Part Three: Coded telegram

    The most important aspect of comet observation is to measure the positions of the comet. Even if it is lost, the correct positions will often provide enough clues for later recovery. With three separate observations of the same comet at certain intervals the comet's orbit can be determined and it is unlikely that it is mistaken for another comet. Therefore, measurements must be made carefully. Under dim red light of a flashlight covered by red cloth, I recorded each field star very carefully, and then drew that fuzzy object among the stars. Now the observation was complete. I grabbed the notebook which contained the results of my observation and left the telescope behind. When I was about to climb down the ladder, something made me feel uneasy: "Somewhere in the world..."

    All over the world there are a large number of comet hunters competing for the honor of discovery. I could not relax now. Even if you managed to discover something, someone else could have discovered it and beat you only by a second. But I stopped worrying soon. The discovery position of this comet was at declination 38 degrees south, low in the southern sky. It was almost hugging the horizon. A majority of skilful observers outside Japan reside at high latitudes in Europe and this southern comet should not be visible from them. I was rather relieved. Comet hunters are always anxious that there may be someone else somewhere in the world looking at the same comet. Isn't there anyone who is watching this comet?

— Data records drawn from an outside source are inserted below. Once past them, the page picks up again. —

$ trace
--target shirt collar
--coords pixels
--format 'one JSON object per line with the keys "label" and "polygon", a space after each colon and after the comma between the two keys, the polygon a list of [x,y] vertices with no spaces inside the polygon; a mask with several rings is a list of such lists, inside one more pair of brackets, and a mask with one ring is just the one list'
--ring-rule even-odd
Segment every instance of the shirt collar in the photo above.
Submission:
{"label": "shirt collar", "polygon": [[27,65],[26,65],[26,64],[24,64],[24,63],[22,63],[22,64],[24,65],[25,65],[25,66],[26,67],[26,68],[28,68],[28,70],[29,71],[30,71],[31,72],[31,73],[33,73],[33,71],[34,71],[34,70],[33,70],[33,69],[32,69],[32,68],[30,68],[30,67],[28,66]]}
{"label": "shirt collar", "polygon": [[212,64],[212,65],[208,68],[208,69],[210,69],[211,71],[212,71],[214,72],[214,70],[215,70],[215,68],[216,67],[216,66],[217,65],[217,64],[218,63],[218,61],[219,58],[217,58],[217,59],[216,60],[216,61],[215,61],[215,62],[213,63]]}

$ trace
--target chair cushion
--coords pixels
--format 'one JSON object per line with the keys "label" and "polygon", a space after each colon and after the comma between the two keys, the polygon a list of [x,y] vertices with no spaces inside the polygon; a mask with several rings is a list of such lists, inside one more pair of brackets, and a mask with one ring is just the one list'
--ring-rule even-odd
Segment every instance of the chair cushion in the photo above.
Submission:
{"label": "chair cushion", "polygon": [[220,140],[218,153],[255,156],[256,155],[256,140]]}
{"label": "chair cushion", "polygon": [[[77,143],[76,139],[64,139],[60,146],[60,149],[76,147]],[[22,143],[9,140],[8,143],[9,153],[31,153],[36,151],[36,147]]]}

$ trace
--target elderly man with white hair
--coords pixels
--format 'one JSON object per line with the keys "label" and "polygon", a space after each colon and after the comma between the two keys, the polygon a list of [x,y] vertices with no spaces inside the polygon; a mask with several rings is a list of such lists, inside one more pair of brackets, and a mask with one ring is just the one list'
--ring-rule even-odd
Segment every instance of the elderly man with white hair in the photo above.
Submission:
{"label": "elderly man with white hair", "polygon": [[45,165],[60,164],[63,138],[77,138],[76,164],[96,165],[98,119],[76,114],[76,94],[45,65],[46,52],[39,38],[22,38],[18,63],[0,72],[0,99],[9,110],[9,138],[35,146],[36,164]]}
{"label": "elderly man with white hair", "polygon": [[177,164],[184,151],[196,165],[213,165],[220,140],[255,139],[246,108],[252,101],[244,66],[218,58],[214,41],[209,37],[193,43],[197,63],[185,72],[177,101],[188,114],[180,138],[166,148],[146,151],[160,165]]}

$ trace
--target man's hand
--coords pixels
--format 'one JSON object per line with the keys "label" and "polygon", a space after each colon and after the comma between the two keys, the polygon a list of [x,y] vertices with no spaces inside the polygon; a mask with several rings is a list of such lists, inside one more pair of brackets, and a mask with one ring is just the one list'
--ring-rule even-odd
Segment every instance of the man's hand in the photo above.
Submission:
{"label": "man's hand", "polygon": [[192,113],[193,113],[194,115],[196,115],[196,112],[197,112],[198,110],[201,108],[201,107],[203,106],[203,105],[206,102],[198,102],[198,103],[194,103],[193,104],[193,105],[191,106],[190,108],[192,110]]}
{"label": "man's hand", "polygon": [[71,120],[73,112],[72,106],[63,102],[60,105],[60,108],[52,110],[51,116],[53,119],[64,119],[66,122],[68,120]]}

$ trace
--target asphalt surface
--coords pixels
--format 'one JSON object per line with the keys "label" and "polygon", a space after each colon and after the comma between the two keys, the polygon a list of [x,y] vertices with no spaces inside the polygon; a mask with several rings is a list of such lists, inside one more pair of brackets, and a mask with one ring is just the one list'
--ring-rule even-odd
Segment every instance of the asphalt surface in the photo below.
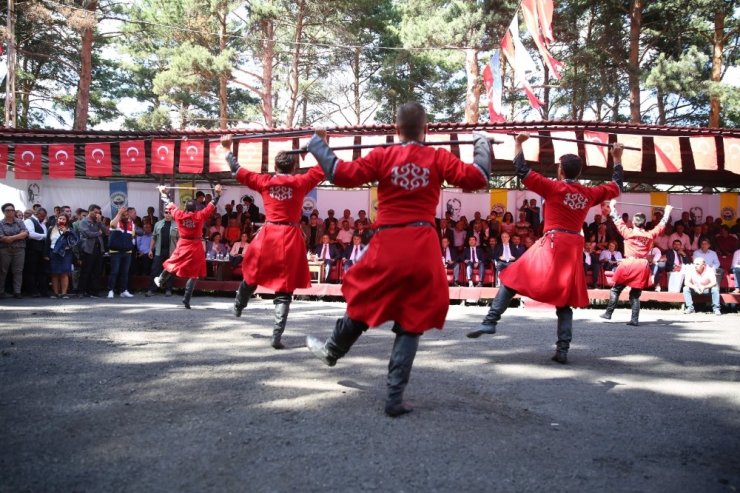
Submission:
{"label": "asphalt surface", "polygon": [[740,315],[575,310],[566,366],[551,310],[450,307],[383,414],[389,325],[336,367],[304,347],[343,303],[0,301],[0,491],[625,491],[740,488]]}

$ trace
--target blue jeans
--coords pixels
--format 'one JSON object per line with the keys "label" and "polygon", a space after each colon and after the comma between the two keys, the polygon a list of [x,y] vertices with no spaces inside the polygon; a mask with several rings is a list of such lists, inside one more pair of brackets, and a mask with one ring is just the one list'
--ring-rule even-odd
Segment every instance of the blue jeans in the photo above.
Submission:
{"label": "blue jeans", "polygon": [[110,275],[108,291],[113,291],[118,282],[119,292],[128,290],[128,271],[131,268],[131,252],[110,252]]}
{"label": "blue jeans", "polygon": [[694,308],[694,300],[692,299],[692,294],[710,294],[712,295],[712,308],[715,310],[719,310],[719,286],[714,286],[713,288],[705,288],[701,292],[694,291],[688,286],[683,287],[683,300],[686,304],[686,308],[693,309]]}

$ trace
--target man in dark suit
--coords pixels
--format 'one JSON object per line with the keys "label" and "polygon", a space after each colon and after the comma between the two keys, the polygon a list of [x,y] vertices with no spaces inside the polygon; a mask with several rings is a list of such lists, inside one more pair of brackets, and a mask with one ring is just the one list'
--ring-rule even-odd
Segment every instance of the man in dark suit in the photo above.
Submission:
{"label": "man in dark suit", "polygon": [[455,249],[450,246],[449,238],[442,238],[441,244],[442,263],[444,264],[445,269],[452,269],[452,285],[457,286],[457,280],[460,278],[460,259],[455,252]]}
{"label": "man in dark suit", "polygon": [[352,235],[352,243],[344,250],[344,272],[360,259],[367,245],[362,244],[362,236],[355,233]]}
{"label": "man in dark suit", "polygon": [[321,244],[316,245],[314,253],[316,254],[317,260],[324,263],[324,282],[327,282],[329,280],[331,268],[334,267],[334,264],[341,256],[339,248],[329,241],[328,234],[324,234],[321,237]]}
{"label": "man in dark suit", "polygon": [[496,266],[496,279],[498,279],[501,271],[518,259],[520,255],[521,252],[515,254],[514,244],[511,242],[509,233],[501,233],[501,243],[496,245],[493,252],[493,263]]}
{"label": "man in dark suit", "polygon": [[475,236],[468,238],[468,246],[465,247],[463,254],[465,276],[468,279],[468,286],[471,288],[473,287],[473,269],[478,270],[478,284],[476,284],[476,286],[483,286],[483,274],[486,269],[486,256],[483,252],[483,248],[478,246],[478,241],[475,239]]}

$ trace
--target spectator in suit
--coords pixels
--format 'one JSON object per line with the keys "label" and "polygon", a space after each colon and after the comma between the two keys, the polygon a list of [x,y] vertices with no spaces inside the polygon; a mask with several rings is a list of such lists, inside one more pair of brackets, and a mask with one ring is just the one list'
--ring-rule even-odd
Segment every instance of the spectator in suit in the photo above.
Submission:
{"label": "spectator in suit", "polygon": [[331,268],[334,267],[334,264],[340,257],[339,249],[334,243],[331,242],[329,234],[324,233],[321,237],[321,244],[316,246],[316,248],[314,249],[314,253],[316,254],[316,259],[319,262],[324,263],[324,282],[327,282],[329,280]]}
{"label": "spectator in suit", "polygon": [[516,255],[513,247],[514,245],[511,243],[511,236],[509,233],[505,231],[501,233],[501,243],[496,245],[493,252],[493,263],[496,267],[497,279],[501,275],[501,271],[507,268],[511,263],[519,258],[519,255],[521,255]]}
{"label": "spectator in suit", "polygon": [[622,260],[622,253],[617,250],[617,242],[610,241],[606,250],[603,250],[599,255],[599,262],[601,262],[604,270],[616,270],[617,264]]}
{"label": "spectator in suit", "polygon": [[306,238],[306,250],[313,252],[321,243],[321,237],[324,236],[324,223],[319,222],[318,214],[311,214],[308,225],[301,226],[301,229]]}
{"label": "spectator in suit", "polygon": [[365,248],[367,246],[362,244],[362,236],[352,235],[352,244],[344,251],[344,272],[347,272],[362,257]]}
{"label": "spectator in suit", "polygon": [[688,263],[690,263],[689,256],[686,255],[683,243],[681,243],[681,240],[674,240],[671,249],[665,256],[665,271],[681,272],[683,266]]}
{"label": "spectator in suit", "polygon": [[457,286],[460,279],[460,262],[455,249],[450,246],[449,238],[442,238],[442,264],[445,269],[452,269],[452,285]]}
{"label": "spectator in suit", "polygon": [[465,264],[465,276],[468,279],[468,286],[473,287],[473,269],[478,270],[477,287],[483,286],[483,274],[486,269],[486,257],[483,249],[478,246],[475,236],[468,238],[468,246],[465,247],[463,254],[463,263]]}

    There was one person who was staring at this comet, while I was preparing a discovery report. He was watching the sky over a desert in America, halfway around the world. My vague concern was about to become a reality, but there was no way to know it, when I was preparing a repot. I had to hurry. This low altitude comet would sink below the horizon soon. It was close to midnight. The first thing to do would be send a telegram to Tokyo Observatory. Once the discovery had been verified by the observatory, they would be ready to telegraph the news immediately to Copenhagen in Denmark, where the Center for Astronomical Telegrams is located.

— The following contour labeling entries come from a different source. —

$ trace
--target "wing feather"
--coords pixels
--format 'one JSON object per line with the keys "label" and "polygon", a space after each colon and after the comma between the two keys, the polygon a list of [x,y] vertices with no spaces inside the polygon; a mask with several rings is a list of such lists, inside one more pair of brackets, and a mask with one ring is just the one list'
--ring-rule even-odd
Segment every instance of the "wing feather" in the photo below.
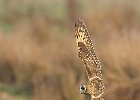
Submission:
{"label": "wing feather", "polygon": [[75,37],[78,46],[78,55],[84,62],[88,79],[101,77],[101,64],[96,57],[92,40],[83,20],[78,19],[75,23]]}

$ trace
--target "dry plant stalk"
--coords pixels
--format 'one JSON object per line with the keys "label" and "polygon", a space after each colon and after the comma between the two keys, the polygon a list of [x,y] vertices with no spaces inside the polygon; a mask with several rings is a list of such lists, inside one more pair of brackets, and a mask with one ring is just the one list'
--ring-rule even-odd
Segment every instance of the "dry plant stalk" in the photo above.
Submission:
{"label": "dry plant stalk", "polygon": [[75,37],[78,46],[78,56],[84,62],[87,71],[88,82],[81,84],[80,93],[102,100],[105,86],[103,84],[101,64],[96,57],[92,40],[83,20],[78,19],[75,23]]}

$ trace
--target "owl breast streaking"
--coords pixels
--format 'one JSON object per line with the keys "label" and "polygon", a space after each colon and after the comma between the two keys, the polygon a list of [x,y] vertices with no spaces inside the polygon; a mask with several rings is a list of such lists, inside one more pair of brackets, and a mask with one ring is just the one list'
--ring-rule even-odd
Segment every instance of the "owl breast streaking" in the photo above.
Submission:
{"label": "owl breast streaking", "polygon": [[81,84],[80,92],[90,95],[92,98],[101,98],[104,93],[101,64],[98,60],[88,29],[83,20],[78,19],[75,23],[75,37],[78,46],[78,56],[84,62],[87,71],[88,82]]}

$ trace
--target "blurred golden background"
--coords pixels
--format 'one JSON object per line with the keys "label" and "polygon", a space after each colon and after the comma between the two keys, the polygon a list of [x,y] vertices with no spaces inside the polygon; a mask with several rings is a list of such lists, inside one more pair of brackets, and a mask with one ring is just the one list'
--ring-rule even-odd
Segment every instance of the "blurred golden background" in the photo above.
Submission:
{"label": "blurred golden background", "polygon": [[139,0],[0,0],[0,100],[89,100],[74,23],[102,64],[105,100],[140,100]]}

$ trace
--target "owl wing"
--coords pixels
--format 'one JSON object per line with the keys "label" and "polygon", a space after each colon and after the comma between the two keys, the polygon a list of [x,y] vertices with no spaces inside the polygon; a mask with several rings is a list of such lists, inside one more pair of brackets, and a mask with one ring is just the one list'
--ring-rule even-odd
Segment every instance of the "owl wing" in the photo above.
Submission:
{"label": "owl wing", "polygon": [[75,37],[78,46],[78,56],[84,62],[88,79],[98,76],[101,77],[101,65],[96,57],[92,40],[88,29],[83,20],[78,19],[75,23]]}

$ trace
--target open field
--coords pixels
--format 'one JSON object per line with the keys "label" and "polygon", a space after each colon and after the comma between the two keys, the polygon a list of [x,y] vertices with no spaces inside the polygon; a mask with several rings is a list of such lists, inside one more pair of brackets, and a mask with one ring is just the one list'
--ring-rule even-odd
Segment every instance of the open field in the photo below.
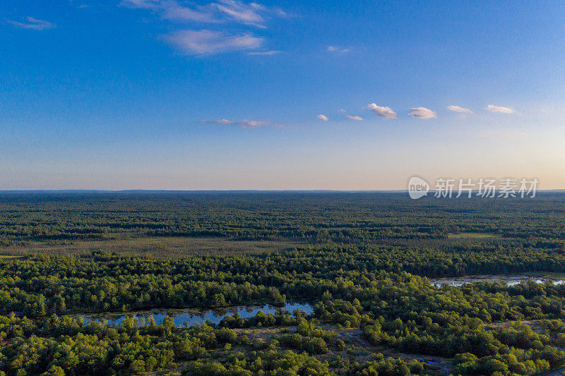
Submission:
{"label": "open field", "polygon": [[564,239],[565,194],[3,193],[0,370],[548,375]]}
{"label": "open field", "polygon": [[466,232],[462,234],[447,234],[447,238],[449,239],[490,239],[500,237],[501,237],[501,236],[499,234],[480,232]]}
{"label": "open field", "polygon": [[0,249],[0,257],[25,255],[90,255],[93,252],[110,252],[121,255],[186,257],[244,255],[290,250],[299,245],[287,241],[242,241],[222,238],[144,237],[114,238],[104,241],[64,241],[30,242],[25,245],[11,245]]}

    I went back to my room, put all the observational results together, and began writing a telegram message. A discovery telegram uses a world-wide universal format and coding made up of groups of 5 numerals. This message provides all the necessary data of a newly discovered object in a simple and self-explanatory way including its type, brightness, position, and the direction of motion. For example, for the description of the comet's appearance, "7" represents a small disk-like object and "9" means a comet with a tail longer than one degree. A slight error in numerals can create a serious problem. For example, "1" means declination south (the southern hemisphere sky) but "2" represents declination north. Therefore, a little error of putting "1" for "2" causes a significant difference in the object's position. In order to avoid this sort of error, we are expected to add up all the numerals in the message and give the total at the end of the message. I checked the message of the telegram many times. I was overcome with emotion when I thought of this message reaching Tokyo Observatory, then being sent to Copenhagen for distribution all over the world.

    I put the message in my pocket carefully and hurried to the telegraph office through the midnight streets. As soon as I arrived at the office, I wrote on the telegram paper the coded message to report the discovery of a new comet. The message reads:

    "1962, February 4, 23 hours 55 minutes, a new comet was discovered 2 degrees northeast of Zeta Puppis, magnitude 9, southwest motion"

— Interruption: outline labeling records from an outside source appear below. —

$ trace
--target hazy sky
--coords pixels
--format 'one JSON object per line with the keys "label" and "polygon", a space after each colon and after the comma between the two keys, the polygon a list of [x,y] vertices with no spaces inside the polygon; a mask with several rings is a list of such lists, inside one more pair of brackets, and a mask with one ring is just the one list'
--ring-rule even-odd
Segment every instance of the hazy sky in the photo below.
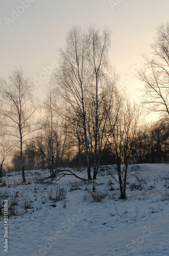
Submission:
{"label": "hazy sky", "polygon": [[68,29],[94,24],[111,31],[110,61],[135,97],[141,54],[150,54],[157,27],[168,22],[168,0],[1,0],[0,77],[22,66],[36,84],[35,95],[42,97]]}

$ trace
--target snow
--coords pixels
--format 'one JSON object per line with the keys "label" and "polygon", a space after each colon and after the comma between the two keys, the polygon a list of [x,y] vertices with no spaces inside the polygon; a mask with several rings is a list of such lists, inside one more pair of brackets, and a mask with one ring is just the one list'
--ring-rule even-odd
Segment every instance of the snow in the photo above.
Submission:
{"label": "snow", "polygon": [[[70,176],[56,184],[37,184],[35,178],[40,171],[33,170],[25,172],[31,184],[24,185],[20,173],[7,174],[2,178],[7,186],[0,187],[1,203],[7,198],[9,205],[14,199],[18,204],[14,206],[18,215],[8,219],[8,255],[169,255],[169,164],[131,167],[127,198],[122,200],[118,184],[106,171],[100,171],[94,184]],[[86,176],[86,170],[75,172]],[[135,175],[142,190],[134,186],[131,189],[131,185],[139,185]],[[91,197],[93,186],[106,195],[101,202]],[[114,190],[109,190],[111,186]],[[59,188],[66,190],[66,199],[50,200],[50,193],[54,196]],[[25,203],[32,207],[27,212]],[[0,255],[5,255],[3,217],[1,224]]]}

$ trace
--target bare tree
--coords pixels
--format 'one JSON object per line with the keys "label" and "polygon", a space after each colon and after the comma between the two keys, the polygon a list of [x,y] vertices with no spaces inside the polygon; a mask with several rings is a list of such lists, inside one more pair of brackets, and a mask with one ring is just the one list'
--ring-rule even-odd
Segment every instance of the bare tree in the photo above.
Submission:
{"label": "bare tree", "polygon": [[0,113],[6,120],[6,134],[12,136],[19,142],[20,161],[23,182],[25,181],[23,158],[23,144],[28,135],[34,131],[35,123],[31,122],[37,105],[33,103],[33,86],[29,79],[24,77],[21,69],[16,69],[9,77],[9,82],[1,78],[2,108]]}
{"label": "bare tree", "polygon": [[121,198],[125,199],[126,180],[129,175],[128,167],[136,135],[139,112],[135,104],[132,105],[118,93],[115,94],[111,111],[108,136],[116,156],[116,164],[115,173],[109,174],[119,184]]}
{"label": "bare tree", "polygon": [[152,58],[144,57],[145,67],[138,77],[143,82],[143,102],[149,112],[169,115],[169,24],[157,29],[157,38],[151,45]]}
{"label": "bare tree", "polygon": [[68,33],[66,49],[61,50],[60,68],[53,76],[57,92],[66,102],[67,120],[77,124],[82,131],[88,179],[92,179],[93,150],[94,179],[97,174],[104,124],[110,109],[107,105],[105,110],[105,98],[112,95],[115,83],[115,79],[109,82],[105,73],[109,45],[109,33],[106,30],[101,35],[94,27],[83,32],[80,28],[73,28]]}
{"label": "bare tree", "polygon": [[[86,68],[87,50],[87,38],[86,35],[79,28],[73,28],[69,31],[66,49],[60,51],[60,67],[53,74],[52,78],[57,87],[57,93],[59,92],[62,98],[66,101],[68,109],[71,108],[71,111],[77,114],[77,121],[79,119],[82,124],[88,176],[89,179],[91,179],[86,124],[87,91],[89,87]],[[62,103],[62,110],[63,104]],[[66,118],[63,110],[61,110],[60,113],[62,117]]]}
{"label": "bare tree", "polygon": [[0,145],[0,177],[4,162],[9,154],[11,152],[11,145],[7,142],[1,142]]}

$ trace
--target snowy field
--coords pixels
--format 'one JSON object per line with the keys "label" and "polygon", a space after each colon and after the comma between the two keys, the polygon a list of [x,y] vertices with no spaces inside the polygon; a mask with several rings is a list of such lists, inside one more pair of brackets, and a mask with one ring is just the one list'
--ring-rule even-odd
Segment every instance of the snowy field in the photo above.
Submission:
{"label": "snowy field", "polygon": [[[0,198],[3,209],[6,199],[11,209],[8,252],[3,212],[0,255],[169,255],[169,164],[134,165],[131,170],[125,200],[106,167],[94,183],[67,176],[38,184],[40,171],[33,170],[25,172],[23,184],[20,173],[7,174]],[[85,171],[76,173],[86,177]],[[66,198],[57,201],[59,192]]]}

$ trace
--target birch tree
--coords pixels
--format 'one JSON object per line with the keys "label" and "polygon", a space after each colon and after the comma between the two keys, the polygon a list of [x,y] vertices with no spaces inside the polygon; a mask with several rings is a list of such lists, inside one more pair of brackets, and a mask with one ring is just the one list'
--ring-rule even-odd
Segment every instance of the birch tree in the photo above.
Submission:
{"label": "birch tree", "polygon": [[[83,32],[73,28],[68,32],[66,48],[61,50],[60,68],[53,76],[57,92],[69,110],[69,122],[78,123],[82,131],[88,179],[92,179],[90,156],[93,148],[93,178],[96,178],[103,141],[103,130],[102,134],[100,131],[104,124],[101,125],[101,123],[105,123],[107,117],[105,112],[103,114],[101,112],[105,98],[108,93],[112,95],[115,83],[115,79],[107,83],[109,46],[110,35],[106,30],[100,34],[94,27]],[[108,106],[107,112],[108,109]]]}
{"label": "birch tree", "polygon": [[[6,134],[16,138],[14,145],[20,148],[23,182],[25,182],[23,157],[23,145],[28,135],[35,131],[31,119],[37,109],[33,102],[33,85],[24,77],[21,69],[16,69],[9,77],[9,81],[1,78],[2,108],[1,114],[4,117]],[[18,145],[18,143],[19,145]]]}
{"label": "birch tree", "polygon": [[[115,173],[109,173],[119,184],[121,198],[126,198],[126,181],[129,173],[128,166],[136,136],[139,113],[136,105],[115,94],[109,116],[108,140],[116,156]],[[122,164],[123,164],[123,166]]]}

    When just about to leave the telegraph office after sending the message, another disturbing possibility crossed my mind. "Will this telegram reach Copenhagen overnight?"

    You were expected to report the discovery of a new object to Tokyo Observatory. The observatory was located in Musashino, far from the city center and it would take some time for a telegram to be delivered. It was way past 11:00 pm. The new comet would set below the horizon soon. Suddenly, I thought of Mr. Minoru Honda at Kurashiki Observatory. "That's right. I should send a telegram to Kurashiki Observatory. It may reach Kurashiki before it is delivered to Tokyo Observatory." If the discovery was verified by Kurashiki, it would be reported to Tokyo Observatory and then on to Copenhagen.

    I sent a telegram to Mr. Minoru Honda at Kurashiki requesting the confirmation of my discovery. This turned out to be a right decision. The telegram I had sent that night was delivered to Kurashiki during the night. However, a new development rather disconcerting was happening at Lowell Observatory in Arizona.